The online pledging conference, which will be attended by the leaders of Canada, France, Germany, Italy, Japan, Norway, Saudi Arabia, and representatives of the EU, aims to secure more than £6bn in funding to support the global response to the coronavirus pandemic.

This will be used to support the development of treatments, tests and ultimately the mass production of a vaccine if one can be found.

Mr Johnson is expected to say: “To win this battle, we must work together to build an impregnable shield around all our people and that can only be achieved by developing and mass producing a vaccine.

“The more we pull together and share our expertise, the faster our scientists will succeed.

“The race to discover the vaccine to defeat this virus is not a competition between countries but the most urgent shared endeavour of our lifetimes.

“It’s humanity against the virus – we are in this together and together we will prevail.”

However, the absence of both China and the US from the virtual summit is likely to raise concerns that competition between states to secure a vaccine could hinder global efforts.

Writing in the Independent on Sunday, the leaders of France, Germany, Italy and Norway said the “global challenge” required “bringing together the world’s best – and most prepared – minds to find the vaccines, treatments and therapies we need to make our world healthy again”.

They also said there should be a focus on “strengthening” health systems “with particular attention to Africa”.

“This is our generation’s duty and we know we can make this happen”, they added.

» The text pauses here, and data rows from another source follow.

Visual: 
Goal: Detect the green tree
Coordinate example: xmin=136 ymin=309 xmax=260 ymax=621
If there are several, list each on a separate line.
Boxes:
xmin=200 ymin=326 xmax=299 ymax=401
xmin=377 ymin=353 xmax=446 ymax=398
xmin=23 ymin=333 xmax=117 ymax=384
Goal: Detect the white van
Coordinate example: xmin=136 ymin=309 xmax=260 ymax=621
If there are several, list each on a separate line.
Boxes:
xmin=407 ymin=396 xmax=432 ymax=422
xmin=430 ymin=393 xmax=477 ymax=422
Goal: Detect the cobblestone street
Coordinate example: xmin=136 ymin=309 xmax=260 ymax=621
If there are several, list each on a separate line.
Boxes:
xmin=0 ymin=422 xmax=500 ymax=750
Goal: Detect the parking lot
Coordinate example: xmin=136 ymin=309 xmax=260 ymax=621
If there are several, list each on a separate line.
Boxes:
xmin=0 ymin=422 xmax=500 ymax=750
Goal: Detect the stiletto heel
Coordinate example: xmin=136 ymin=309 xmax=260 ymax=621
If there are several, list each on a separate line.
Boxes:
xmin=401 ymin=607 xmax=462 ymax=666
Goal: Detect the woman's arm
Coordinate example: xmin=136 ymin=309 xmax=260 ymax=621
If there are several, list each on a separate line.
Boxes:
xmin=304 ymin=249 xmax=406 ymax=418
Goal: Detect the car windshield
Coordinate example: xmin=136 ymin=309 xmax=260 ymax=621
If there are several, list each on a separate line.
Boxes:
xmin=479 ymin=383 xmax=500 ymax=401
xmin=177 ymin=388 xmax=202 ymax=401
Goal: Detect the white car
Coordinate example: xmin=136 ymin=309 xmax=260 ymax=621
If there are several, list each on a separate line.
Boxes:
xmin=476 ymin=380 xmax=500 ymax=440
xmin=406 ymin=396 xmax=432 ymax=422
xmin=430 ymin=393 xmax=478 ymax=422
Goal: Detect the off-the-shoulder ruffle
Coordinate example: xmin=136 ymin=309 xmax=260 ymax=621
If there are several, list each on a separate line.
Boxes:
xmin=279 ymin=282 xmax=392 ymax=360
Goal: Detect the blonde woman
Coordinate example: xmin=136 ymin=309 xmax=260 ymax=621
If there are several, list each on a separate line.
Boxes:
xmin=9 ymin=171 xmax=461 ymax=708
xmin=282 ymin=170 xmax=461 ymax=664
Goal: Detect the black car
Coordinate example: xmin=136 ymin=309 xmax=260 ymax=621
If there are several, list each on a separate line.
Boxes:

The conference will also be supported by The Bill and Melinda Gates Foundation as well as the Wellcome Trust.

A total of 28,446 people have died in hospitals, care homes and the wider community after testing positive for coronavirus in the UK as of 5pm on Saturday.

Mr Johnson is now not expected to set out a “road map” on how the UK will exit lockdown until Sunday – three days after the government must review the current restrictions.

Ministers have been under pressure to explain their exit strategy but have so far resisted the calls – warning that to do so risks undermining the message to stay at home to prevent the spread of the virus.

However, on Sunday Michael Gove said that some social distancing measures would remain in place until a vaccine has been developed but that the government would seek to restore people’s lives to “as close to normal as possible”.